Parenthood is a dream for some, while it isn’t always expected for others. Whatever your situation, the nerves and excitement eventually kick in during the pregnancy stage. Amid all the morning sickness and other side effects that is. But isn’t all that worth it to know you’re bringing a new life into the world? As scary of a feeling I imagine it to be, I hope to bring my own children into the world one day.
Seeing a child come into this world is extra special to me. Whenever I’ve seen new life come into the world, from someone who I’m close to, I love to capture that very moment. It’s a brand new life being welcomed into the world. Tiny feet, tiny hands, that little button nose. What a beautiful moment.

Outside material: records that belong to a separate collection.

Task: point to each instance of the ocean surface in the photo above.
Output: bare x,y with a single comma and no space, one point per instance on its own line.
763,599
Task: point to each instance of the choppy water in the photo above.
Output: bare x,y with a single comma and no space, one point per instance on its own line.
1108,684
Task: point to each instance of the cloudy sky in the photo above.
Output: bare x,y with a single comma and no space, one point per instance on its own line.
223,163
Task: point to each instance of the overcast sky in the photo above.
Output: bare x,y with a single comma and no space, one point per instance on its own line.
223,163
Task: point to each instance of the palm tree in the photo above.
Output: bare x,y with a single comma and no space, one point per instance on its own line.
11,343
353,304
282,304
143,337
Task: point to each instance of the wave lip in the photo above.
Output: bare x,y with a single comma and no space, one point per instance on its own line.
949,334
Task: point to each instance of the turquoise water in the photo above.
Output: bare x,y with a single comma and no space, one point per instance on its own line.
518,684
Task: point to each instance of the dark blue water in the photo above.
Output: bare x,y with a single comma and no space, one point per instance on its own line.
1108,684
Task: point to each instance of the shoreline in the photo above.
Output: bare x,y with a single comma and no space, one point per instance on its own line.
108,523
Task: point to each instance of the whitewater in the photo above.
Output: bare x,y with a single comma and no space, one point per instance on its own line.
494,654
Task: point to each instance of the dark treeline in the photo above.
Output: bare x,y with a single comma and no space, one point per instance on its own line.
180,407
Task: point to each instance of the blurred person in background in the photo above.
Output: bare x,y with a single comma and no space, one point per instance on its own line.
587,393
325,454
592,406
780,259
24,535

Baby loss affecting the people close to me
Then a part of me feels something else. I think about all of the people close to me who have lost children. There are several kinds of pregnancy loss. All can be as heart-breaking as the other. That’s why, if I’m lucky enough to have children in the future, I will take that moment and hold it close to my heart forever. I’ll precious each and every moment.
As a little girl, I was oblivious to the fact that my mum had more than one miscarriage and also lost her little girl. My mum only ever very openly spoke to me about Nicola last year. Things had been mentioned previously but never with such descriptive and emotional detail. That’s something which torn my mum to pieces in the process, but she knows that it would be so valuable to baby loss awareness stories.

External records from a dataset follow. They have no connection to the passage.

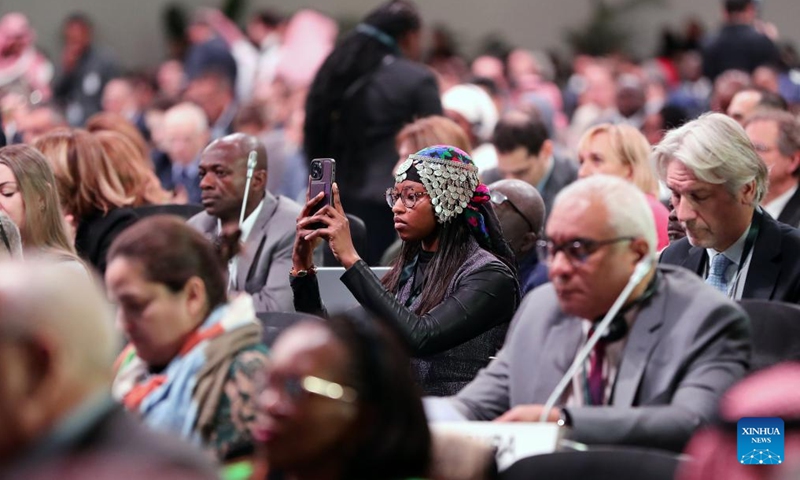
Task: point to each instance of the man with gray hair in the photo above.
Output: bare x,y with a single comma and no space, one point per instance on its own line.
57,346
658,371
186,134
717,180
10,238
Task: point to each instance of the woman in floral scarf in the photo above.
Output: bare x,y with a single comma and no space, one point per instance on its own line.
193,355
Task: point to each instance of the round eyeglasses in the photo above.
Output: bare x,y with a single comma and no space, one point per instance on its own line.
407,195
294,388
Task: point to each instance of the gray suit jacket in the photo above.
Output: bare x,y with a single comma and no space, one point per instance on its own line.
687,345
264,264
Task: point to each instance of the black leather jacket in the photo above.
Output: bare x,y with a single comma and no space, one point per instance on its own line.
451,342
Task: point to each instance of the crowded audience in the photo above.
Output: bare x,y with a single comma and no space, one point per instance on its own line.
619,279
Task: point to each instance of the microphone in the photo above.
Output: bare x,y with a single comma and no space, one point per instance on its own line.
251,167
639,272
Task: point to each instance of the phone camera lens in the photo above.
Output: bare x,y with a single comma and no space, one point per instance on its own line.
316,170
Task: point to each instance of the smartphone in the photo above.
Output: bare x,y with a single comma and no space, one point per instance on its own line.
323,174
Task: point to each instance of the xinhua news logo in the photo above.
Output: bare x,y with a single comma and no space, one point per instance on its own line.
760,441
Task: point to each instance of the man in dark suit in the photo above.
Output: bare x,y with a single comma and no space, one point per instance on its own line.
56,411
83,72
738,45
717,181
657,374
525,152
268,230
186,134
776,136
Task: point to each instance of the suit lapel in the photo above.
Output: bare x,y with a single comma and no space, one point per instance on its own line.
253,244
695,260
790,213
765,266
642,339
561,345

There’s a photo of Nicola in our house. But we don’t look at it a lot. It never gets any easier for my mum and dad to see. It takes them back to the very day it all happened. That one photo takes my mum on a flood of emotional downfalls. We never forget 9 December. I always try to do something small but special on that day. And every day, I just want to be the ‘little miracle’ that mum and dad always wished for.
“Our little miracle” they said
I can’t even imagine how mum and dad felt when I was coming into the world three months early. First they didn’t even think it was possible to conceive a girl again, and then something else happens. Someone out there obviously wanted to give my mum and dad the little girl they’ve always wanted earlier than expected. And it was all worth it when they could finally hold me. In that moment, the bleeping heart monitors, portholes, and breathing tubes disappeared. The moment froze in time.
You’re not alone
To anyone who’s grieving right now, there’s always someone out there to talk to. You need to know that. You don’t have to be alone. Take a look at Tommy’s website. I received a tremendous amount of support from a lady at Tommy’s named Devina when fundraising for the charity. Their overall resources available, as well their commitment to helping others during these heart-breaking experiences is absolutely amazing.
Raising awareness of baby loss is something I will always want to do. And I hope to complete more awareness and fundraising activities in the future.
The silence definitely needs to be broken on this topic.